"Quella notte ero a casa e dormivo" L'intervista di Pani a L'Unione Sarda
Qualche giorno dopo il delitto, di cui ora è ritenuto colpevole, Enrico Pani raccontò a L'Unione Sarda cosa pensava di suo fratello, trovato morto nel dicembre del 2008 in una casa di via Eleonora d'Arborea.Per restare aggiornato entra nel nostro canale Whatsapp
«Io mio fratello lo amavo, anche se eravamo così diversi».
Diversi in che senso?
«Io estroverso, lui taciturno. Io benestante e lui senza un soldo. Giancarlo un po’ la accusava, questa differenza. Ma aveva una grande dignità e non ne parlava, non si faceva aiutare. E questo modo d’essere alla fine gli è costato caro».
* * *
Enrico Pani ha trovato il cadavere di suo fratello tredici giorni fa. Non sentiva Giancarlo ormai da due settimane. Si è preoccupato, è andato in via Eleonora d’Arborea e lo ha trovato, a pancia in su, nel bagno. Morto. Non lo ha sfiorato: «Ho sentito una voce che mi ha detto “Non toccare nulla e chiama i carabinieri”. E così ho fatto». I militari, per inciso, da quel giorno lo hanno interrogato una decina di volte. Gli hanno controllato la pelle palmo a palmo, centimetro per centimetro. Nulla, neanche un graffio. «Assassino io? E perché mai? Non avrei motivi. Io sto bene, non mi manca nulla».
E la casa? Giancarlo era contrario alla vendita.
«Non è vero. La metà di quei soldi sarebbe andata a lui, gli
servivano. Volevamo venderla tutti e due».
Suo fratello però era preoccupato. Lo raccontava a tutti, ultimamente.
«So che molti hanno indicato l’appartamento come possibile movente. Ma a me non interessa. Non ci vivo più da vent’anni, andavo solo per ritirare la posta».
Dov’era la notte del delitto?
«A casa mia, a letto».
È andato in cimitero in questi giorni?
«Anche ieri. Gli ho portato una rosa, come quella che ho
messo dentro la bara».
I fiori del funerale erano pagati dagli amici del quartiere: hanno fatto una colletta.
«Scriva questo: mio fratello era lo schiavo della Marina, era sfruttato.

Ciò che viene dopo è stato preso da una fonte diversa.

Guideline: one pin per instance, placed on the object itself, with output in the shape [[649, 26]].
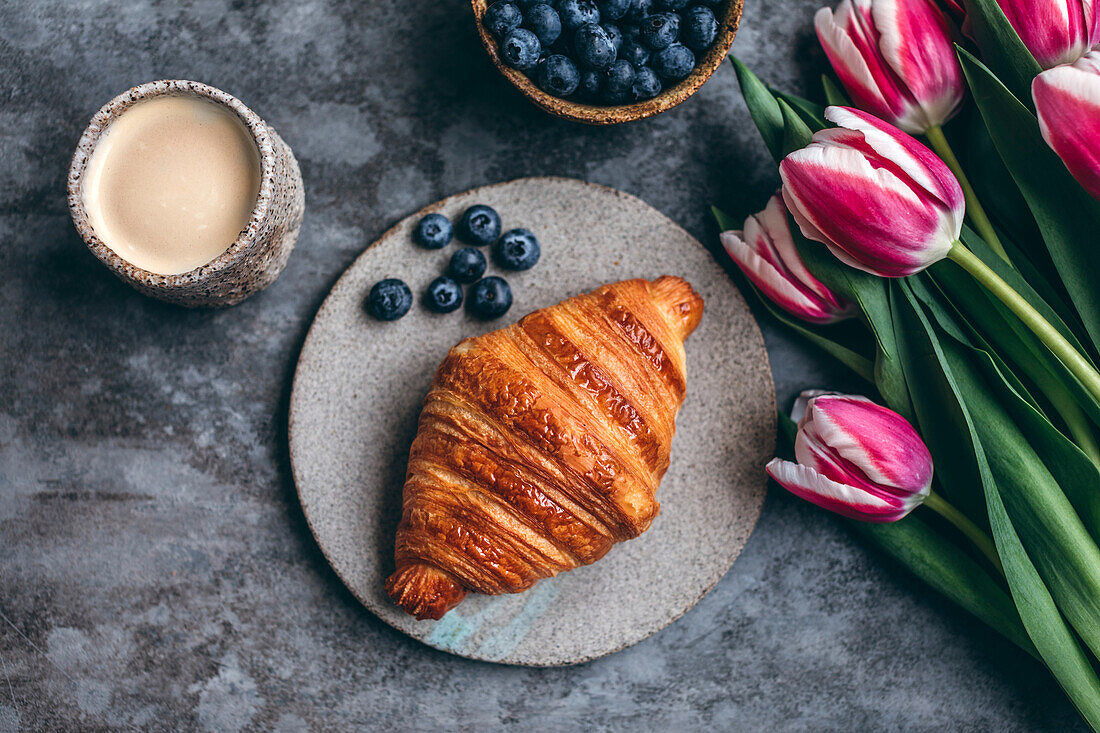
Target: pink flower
[[895, 58], [880, 200], [766, 253], [855, 458], [1067, 99], [1055, 31]]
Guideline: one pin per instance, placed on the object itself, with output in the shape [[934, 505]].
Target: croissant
[[542, 444]]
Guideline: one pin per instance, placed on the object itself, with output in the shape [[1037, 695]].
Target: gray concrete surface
[[155, 570]]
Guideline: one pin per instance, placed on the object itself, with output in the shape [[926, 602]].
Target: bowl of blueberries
[[604, 62]]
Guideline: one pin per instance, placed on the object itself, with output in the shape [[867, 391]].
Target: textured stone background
[[155, 570]]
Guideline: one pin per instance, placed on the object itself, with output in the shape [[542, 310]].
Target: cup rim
[[239, 249]]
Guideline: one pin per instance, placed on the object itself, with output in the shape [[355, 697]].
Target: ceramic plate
[[360, 383]]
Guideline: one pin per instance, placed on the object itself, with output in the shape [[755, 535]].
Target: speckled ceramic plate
[[360, 384]]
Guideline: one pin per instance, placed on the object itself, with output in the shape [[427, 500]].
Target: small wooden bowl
[[596, 115]]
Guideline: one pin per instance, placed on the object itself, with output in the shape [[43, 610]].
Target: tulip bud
[[858, 459], [880, 200], [1067, 99], [766, 253], [1054, 31], [895, 58]]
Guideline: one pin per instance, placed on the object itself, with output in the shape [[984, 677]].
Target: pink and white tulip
[[1067, 99], [766, 253], [1054, 31], [897, 59], [858, 459], [880, 200]]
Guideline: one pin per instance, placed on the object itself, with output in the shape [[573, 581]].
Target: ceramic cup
[[255, 259]]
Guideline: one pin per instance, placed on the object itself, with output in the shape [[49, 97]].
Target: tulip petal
[[877, 441], [1067, 99], [869, 214], [846, 501], [921, 164], [773, 284], [915, 41]]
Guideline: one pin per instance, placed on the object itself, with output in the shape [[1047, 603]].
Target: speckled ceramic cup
[[255, 259]]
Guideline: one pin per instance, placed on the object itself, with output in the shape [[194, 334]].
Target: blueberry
[[433, 231], [466, 265], [575, 13], [543, 22], [590, 84], [520, 50], [518, 249], [700, 28], [673, 63], [502, 18], [558, 76], [646, 84], [639, 9], [443, 295], [480, 225], [660, 30], [614, 34], [389, 299], [490, 298], [593, 46], [634, 52], [618, 78]]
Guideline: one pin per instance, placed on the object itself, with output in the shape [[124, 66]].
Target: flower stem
[[974, 207], [981, 540], [1052, 337]]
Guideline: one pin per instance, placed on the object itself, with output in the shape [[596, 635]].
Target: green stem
[[981, 540], [1052, 337], [974, 207]]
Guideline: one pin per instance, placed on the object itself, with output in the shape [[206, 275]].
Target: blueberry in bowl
[[466, 265], [561, 53], [517, 249], [433, 231], [442, 295], [480, 226], [490, 298], [389, 299]]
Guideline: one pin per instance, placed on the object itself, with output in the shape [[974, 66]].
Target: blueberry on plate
[[443, 295], [660, 30], [593, 46], [614, 33], [590, 84], [634, 52], [433, 231], [618, 78], [502, 18], [518, 249], [639, 10], [520, 50], [700, 29], [389, 299], [480, 225], [673, 63], [558, 75], [490, 297], [575, 13], [466, 265], [543, 22], [646, 84]]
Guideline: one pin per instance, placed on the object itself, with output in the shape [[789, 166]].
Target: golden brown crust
[[541, 445]]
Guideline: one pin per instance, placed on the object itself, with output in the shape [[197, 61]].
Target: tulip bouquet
[[964, 288]]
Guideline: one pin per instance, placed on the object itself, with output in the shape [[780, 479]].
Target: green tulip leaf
[[1001, 47], [1067, 216], [763, 108]]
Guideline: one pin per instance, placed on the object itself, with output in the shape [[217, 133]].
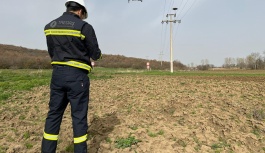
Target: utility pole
[[171, 31], [160, 57]]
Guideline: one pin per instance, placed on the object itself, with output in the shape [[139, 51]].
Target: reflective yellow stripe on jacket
[[64, 32], [74, 64], [50, 137], [80, 139]]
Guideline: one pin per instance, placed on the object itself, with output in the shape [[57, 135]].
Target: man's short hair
[[73, 6]]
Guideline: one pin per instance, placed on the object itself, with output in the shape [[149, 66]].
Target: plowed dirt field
[[165, 114]]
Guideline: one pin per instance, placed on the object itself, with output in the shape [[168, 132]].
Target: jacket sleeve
[[91, 42]]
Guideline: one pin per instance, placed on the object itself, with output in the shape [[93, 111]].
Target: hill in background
[[15, 57]]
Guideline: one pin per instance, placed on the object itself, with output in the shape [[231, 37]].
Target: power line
[[171, 41], [183, 8], [189, 9]]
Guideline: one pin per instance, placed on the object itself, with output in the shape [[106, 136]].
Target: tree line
[[14, 57], [254, 61]]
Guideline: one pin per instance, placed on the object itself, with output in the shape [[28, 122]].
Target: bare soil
[[168, 114]]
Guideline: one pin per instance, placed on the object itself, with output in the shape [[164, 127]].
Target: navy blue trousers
[[68, 84]]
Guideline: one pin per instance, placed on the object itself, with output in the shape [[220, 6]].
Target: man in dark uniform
[[71, 44]]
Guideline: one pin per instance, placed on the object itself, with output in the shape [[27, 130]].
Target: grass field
[[142, 111]]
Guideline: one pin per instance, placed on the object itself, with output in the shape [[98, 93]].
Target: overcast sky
[[209, 29]]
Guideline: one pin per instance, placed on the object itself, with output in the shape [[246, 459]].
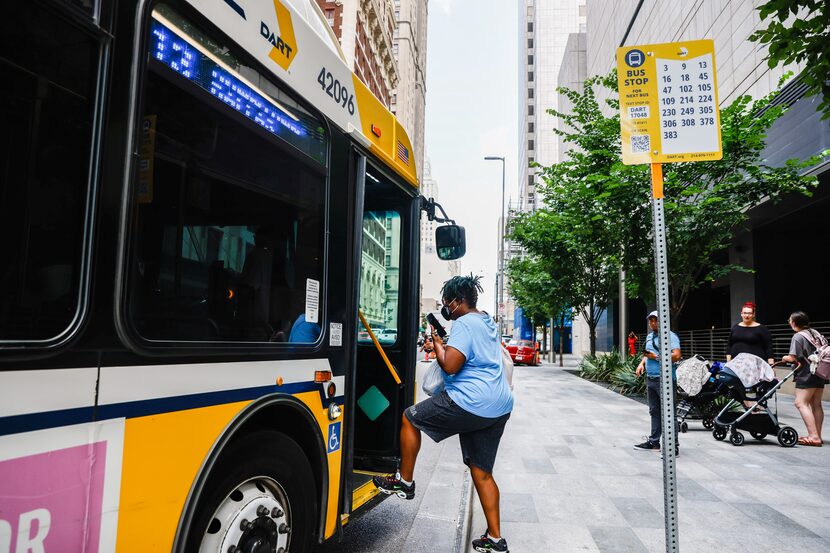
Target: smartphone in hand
[[439, 330]]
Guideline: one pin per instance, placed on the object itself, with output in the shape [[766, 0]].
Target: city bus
[[203, 210]]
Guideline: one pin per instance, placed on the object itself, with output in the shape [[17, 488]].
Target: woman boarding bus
[[197, 198]]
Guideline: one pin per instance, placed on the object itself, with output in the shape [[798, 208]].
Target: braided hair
[[463, 288]]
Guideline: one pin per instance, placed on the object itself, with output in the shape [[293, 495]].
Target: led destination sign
[[180, 55]]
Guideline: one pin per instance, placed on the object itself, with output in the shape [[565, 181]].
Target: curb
[[465, 515]]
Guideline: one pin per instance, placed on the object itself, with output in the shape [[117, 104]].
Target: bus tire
[[261, 490]]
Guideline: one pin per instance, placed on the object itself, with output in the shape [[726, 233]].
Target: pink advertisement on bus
[[55, 500]]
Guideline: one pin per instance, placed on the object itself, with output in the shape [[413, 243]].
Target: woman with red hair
[[749, 336]]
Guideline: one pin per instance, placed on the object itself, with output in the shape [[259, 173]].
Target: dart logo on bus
[[284, 45]]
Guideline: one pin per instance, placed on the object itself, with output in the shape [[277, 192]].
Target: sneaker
[[648, 446], [392, 485], [486, 545]]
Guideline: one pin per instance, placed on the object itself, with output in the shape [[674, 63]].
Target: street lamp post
[[501, 246]]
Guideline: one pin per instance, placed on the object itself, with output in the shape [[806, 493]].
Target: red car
[[523, 352]]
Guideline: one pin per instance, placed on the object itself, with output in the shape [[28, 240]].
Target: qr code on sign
[[640, 144]]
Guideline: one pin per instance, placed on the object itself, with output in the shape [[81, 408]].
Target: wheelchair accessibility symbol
[[334, 437]]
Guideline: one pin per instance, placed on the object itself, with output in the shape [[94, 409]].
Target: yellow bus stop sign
[[669, 102]]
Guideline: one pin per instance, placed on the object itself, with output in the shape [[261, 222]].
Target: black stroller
[[760, 420], [701, 404]]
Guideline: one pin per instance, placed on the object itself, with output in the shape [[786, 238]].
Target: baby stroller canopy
[[750, 369], [692, 374]]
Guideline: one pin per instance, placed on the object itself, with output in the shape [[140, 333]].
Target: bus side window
[[231, 219], [48, 71]]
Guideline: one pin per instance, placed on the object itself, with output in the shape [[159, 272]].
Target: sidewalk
[[570, 479]]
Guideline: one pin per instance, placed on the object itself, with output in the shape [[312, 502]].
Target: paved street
[[571, 481]]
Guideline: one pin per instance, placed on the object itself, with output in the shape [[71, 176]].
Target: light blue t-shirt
[[653, 346], [480, 387]]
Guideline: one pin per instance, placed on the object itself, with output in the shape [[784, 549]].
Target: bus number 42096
[[336, 90]]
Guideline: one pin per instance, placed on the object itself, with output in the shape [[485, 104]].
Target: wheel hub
[[253, 518]]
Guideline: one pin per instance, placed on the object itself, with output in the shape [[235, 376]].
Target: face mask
[[446, 313]]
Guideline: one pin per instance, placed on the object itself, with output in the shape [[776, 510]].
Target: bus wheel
[[260, 497]]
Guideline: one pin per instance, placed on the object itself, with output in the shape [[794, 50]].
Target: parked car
[[523, 352]]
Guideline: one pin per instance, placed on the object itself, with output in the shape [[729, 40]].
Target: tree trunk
[[593, 339]]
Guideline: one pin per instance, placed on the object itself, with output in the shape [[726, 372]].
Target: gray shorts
[[439, 418]]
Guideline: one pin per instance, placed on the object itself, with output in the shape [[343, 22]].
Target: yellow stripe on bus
[[162, 457]]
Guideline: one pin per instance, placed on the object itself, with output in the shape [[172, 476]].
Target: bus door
[[388, 303]]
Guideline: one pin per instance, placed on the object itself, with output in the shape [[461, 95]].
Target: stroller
[[697, 392], [760, 420]]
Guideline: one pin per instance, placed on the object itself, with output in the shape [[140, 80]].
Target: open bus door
[[382, 381]]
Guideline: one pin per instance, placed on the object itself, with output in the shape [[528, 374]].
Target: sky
[[472, 112]]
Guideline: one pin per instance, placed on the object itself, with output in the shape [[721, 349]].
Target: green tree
[[596, 214], [535, 287], [805, 40]]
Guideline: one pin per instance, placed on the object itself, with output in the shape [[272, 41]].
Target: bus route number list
[[687, 105]]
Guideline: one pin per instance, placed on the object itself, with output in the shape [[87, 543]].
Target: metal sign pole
[[666, 380]]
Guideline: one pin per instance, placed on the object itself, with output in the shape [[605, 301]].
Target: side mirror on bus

Molti dovrebbero pulirsi la coscienza prima di parlare: spesso Giancarlo andava a casa dopo aver lavorato tutto il giorno, senza avere i soldi per comprarsi un panino. Andava a pescare per mangiare e non chiedere aiuto a nessuno. Ci hanno insegnato questo, in famiglia. Dignità».
* * *
Mascagna di capelli lunghi e grigi pettinati con l’aiuto della brillantina, basette ancorate saldamente sotto i lobi delle orecchie e un accenno di barba, tre giorni al massimo. Look calcolato con cura estrema, quasi una mania. Colletto immacolato (così come i polsini che spuntano dalla giacca di velluto), foulard nero a coprire la gola, due anelli d’oro alle dita che non possono non incuriosire anche gli osservatori più distratti.
Oro bianco, con sorpresa al centro: «È un diamante, certo. Roba vera: un carato». Enrico Pani, cinquantacinque anni, padre decoratore di pianelle e madre «dama di compagnia in diverse famiglie», dice di essere benestante. Ha lavorato per anni, in molte parti del globo e cambiando impiego spesso e volentieri. Da piccolo abitava in via Garibaldi e giocava, ironia della sorte, con Sandro Pili, ora pm titolare delle indagini sulla morte del fratello. «La vede questa cicatrice sul labbro? Mi ha tirato una freccia proprio lui, giocavamo agli indiani».
Dopo l’infanzia, che ha fatto?
«A 14 anni sono andato via di casa. Ho girato il mondo, praticato mille sport, per anni ho fatto equitazione. Avevo pure un cavallo. Sono stato a Copenaghen, Londra, Amsterdam, conosco bene ogni angolo d’Europa. Eravamo molto diversi, io e Giancarlo. A me piace la bella vita, le auto di classe, sono un signore».
Come si mantiene?
«Vivo di rendita. Adesso non lavoro. E poi uno può anche vincere al Totocalcio o al Superenalotto no? Comunque i soldi non li ho fatti né con le rapine né con lo spaccio».
Ama gli abiti eleganti.
«Il vestito più bello è quello che abbiamo dentro. E il mio è pulito, puro. Meglio di Armani e Versace».
Cosa direbbe all’assassino?
«Lo perdonerei. Perché la vendetta non serve a niente. Ma spero che il pm Pili quella freccia ora la tiri a chi ha ucciso mio fratello».